Absolute Dance, a primal form created by Rudolf von Laban, inspires my preference for body rhythm as the catalyst for drawing.

[Laban] set out from the idea that we should be able to perceive rhythm not only through our ears; that our eyes should be just as capable of perceiving it. When we see the waves of the sea from afar, so that we cannot hear their sounds, we yet fully take in their rhythm. Why should we not have the same delight, he argued, from seeing a dancer? Why should not the dance, like a moving sculpture, be sufficient in itself? It was on these theories that he based the Absolute Dance (Gertrud Bodenwiesser, The New Dance, pp.69-70).



A5 recycled paper sheets (clipped to A5 wooden drawing boards) and clutch pencils (with large soft leads) are made available to workshop participants.


Enter the space

Walk through the space, aware of your breath as you consciously focus on leaving behind the physical experience of getting here (by foot, bike, car or public transport) (Ref. Christine McMillan, 2008).

What changes do you note in your breathing?

Now imaginatively enter and explore a wide white page that is bound within the 3 dimensions of this place – its length, breadth and height.

Focus on your feet connecting to the ground through the weight of your whole body.

Imagine marking the ground with inky feet, drawing a scale that ranges between extremely light and heavy.

Use other body parts to draw lines of different weight through all the dimensions of your imagined 3D page.

Think of your lines as drawing the 4th dimension of time.

Gradually find stillness.

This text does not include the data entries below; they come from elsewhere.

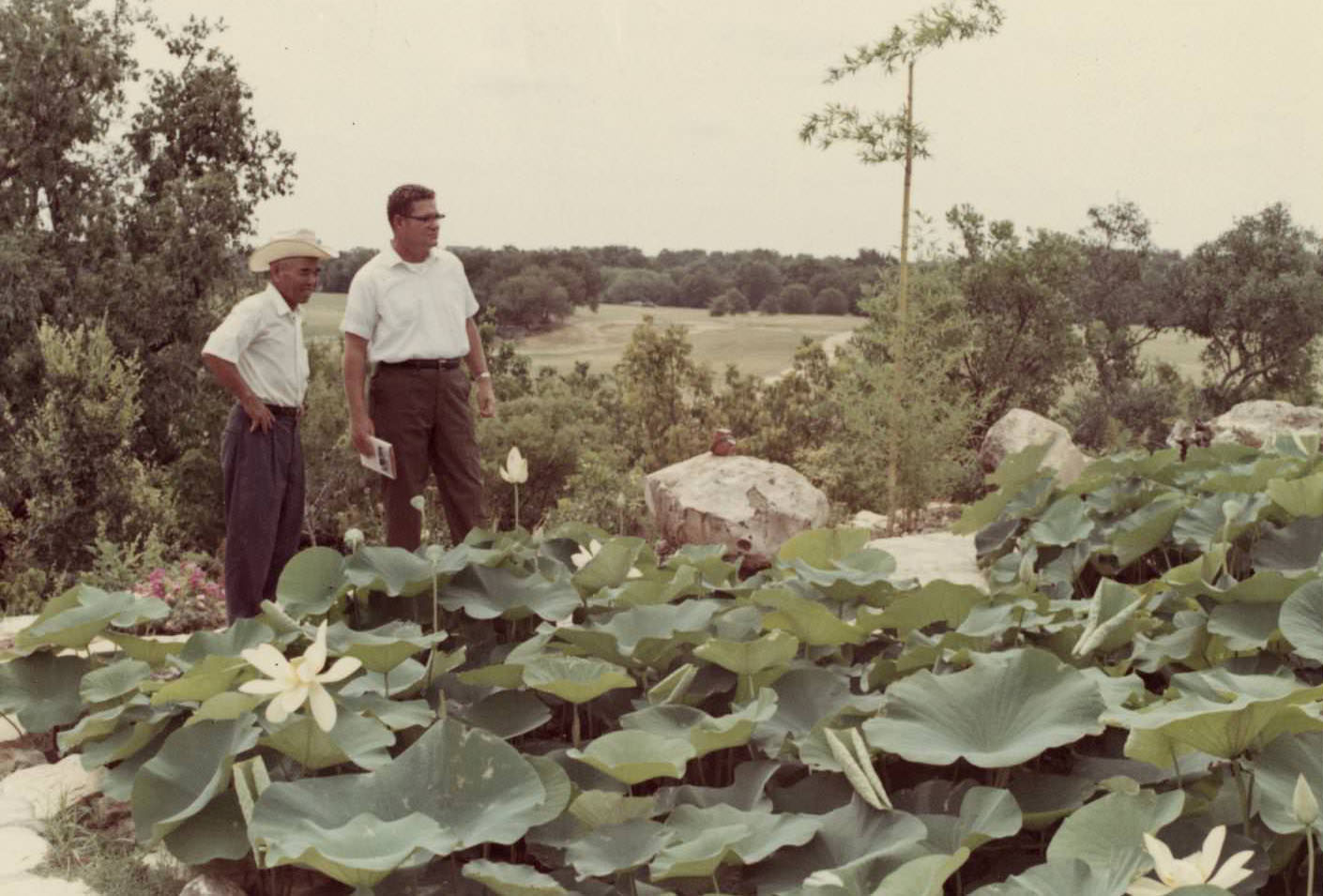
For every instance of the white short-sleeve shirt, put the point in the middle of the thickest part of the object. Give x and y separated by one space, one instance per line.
264 337
410 310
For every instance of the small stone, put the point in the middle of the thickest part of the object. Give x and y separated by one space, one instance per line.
209 886
22 850
51 788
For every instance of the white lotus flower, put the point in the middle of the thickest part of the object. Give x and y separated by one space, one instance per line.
516 467
293 682
585 554
1303 802
1194 869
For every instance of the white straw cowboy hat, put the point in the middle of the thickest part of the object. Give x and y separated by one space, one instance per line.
296 244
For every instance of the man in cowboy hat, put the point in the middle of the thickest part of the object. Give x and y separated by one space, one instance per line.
410 311
257 354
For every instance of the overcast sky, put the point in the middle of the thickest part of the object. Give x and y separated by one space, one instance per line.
674 123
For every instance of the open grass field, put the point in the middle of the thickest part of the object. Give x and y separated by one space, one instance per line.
758 344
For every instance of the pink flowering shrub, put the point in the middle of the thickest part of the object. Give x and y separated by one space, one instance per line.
196 601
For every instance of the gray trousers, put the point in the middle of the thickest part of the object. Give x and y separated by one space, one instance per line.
425 415
264 509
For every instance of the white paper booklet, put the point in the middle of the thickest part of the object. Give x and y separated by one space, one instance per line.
383 458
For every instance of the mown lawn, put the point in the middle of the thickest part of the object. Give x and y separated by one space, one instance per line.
758 344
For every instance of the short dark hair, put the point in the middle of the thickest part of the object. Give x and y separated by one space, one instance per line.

Close your eyes. Breathe. Imagine yourself now within a new clear space. You have moved through the imagined white page and into the reality of the present. Open your eyes.

Take your drawing board and pencil and, without looking at the paper, slowing walk and draw a line that spirals clockwise from the centre. Allow the weight of your pencil on the paper to trace the weight of your body on the ground. Your lines will reflect this experience of movement.